20 It was suggested in the course of submissions that it is every day practice, for example, in the Stock exchange, for conversations to be recorded. It is the every day practice of journalists, for example, to record conversations, it is said, in the event that at some future time some issue might arise in respect of which the recording of that conversation might in some way protect lawful interests of either the stockbroker or the journalist.
21 On my construction of the relevant section of the Listening Devices Act, that expectation or hope could never be realised, in the sense of rendering admissible a lawful recording, if there were no reasonable necessity for the protection of existing lawful interests at the time of the recording of the conversation.
22 It may well be that stockbrokers and journalists do record but the interests of privacy - where the stockbroker or journalist consents - of the other person cannot be ignored.

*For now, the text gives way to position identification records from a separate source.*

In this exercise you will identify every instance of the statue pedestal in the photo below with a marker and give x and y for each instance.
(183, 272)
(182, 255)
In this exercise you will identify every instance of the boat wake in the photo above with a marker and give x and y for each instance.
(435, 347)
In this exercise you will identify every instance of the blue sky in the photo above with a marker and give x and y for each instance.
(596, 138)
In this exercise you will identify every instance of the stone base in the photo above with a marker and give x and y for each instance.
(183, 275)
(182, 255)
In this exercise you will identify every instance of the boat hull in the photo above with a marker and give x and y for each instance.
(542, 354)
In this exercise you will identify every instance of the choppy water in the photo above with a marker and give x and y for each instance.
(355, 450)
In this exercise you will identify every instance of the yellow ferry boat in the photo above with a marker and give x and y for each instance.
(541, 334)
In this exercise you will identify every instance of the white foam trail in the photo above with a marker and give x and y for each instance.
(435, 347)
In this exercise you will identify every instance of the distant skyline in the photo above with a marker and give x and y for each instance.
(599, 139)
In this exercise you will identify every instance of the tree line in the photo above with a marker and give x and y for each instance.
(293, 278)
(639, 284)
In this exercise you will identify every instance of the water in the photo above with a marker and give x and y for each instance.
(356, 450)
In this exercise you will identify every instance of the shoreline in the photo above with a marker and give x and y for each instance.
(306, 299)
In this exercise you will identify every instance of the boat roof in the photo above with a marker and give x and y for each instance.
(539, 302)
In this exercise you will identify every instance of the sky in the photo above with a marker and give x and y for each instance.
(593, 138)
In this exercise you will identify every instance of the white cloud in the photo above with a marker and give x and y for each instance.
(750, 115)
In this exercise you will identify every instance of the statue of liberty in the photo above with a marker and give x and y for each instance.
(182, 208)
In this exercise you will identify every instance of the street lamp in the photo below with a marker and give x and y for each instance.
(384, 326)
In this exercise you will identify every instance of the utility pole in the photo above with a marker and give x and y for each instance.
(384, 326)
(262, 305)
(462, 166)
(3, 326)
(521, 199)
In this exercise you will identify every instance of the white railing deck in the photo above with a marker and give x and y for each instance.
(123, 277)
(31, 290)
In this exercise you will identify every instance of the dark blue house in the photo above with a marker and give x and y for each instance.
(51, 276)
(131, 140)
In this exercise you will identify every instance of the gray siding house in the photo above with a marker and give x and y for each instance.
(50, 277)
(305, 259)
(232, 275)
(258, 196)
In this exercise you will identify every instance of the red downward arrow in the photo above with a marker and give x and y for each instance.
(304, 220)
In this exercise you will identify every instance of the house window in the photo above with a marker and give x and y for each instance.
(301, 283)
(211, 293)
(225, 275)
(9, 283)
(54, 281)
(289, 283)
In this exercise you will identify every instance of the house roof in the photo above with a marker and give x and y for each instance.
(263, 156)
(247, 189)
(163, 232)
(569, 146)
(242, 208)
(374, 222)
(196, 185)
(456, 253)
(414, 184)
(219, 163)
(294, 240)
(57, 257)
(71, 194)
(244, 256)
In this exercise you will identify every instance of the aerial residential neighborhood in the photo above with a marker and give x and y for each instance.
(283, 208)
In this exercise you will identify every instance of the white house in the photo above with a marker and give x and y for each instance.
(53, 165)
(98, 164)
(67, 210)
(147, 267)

It would be, in my view, with a facility offensive to considerations of privacy, should it be the case that six months, five years, twenty years down the track the person in the position of that stockbroker, or that journalist, or anyone else who habitually records conversations, can advance an argument to the effect: "At the time I want to use them (by tender as admissible lawfully obtained evidence) I have some lawful interests now to protect."
23 When one reads the opening words of s 5(b)(i) (the recording of the conversation is reasonably necessary), accepting as I do the argument that reasonable necessity is to be judged objectively, it must be judged upon bases or grounds that exist at the time of the recording, and not advanced as existing at some later time.
24 Thus the tapes, I am persuaded, are not admissible on the basis that s 5(3)(b)(i) makes them so.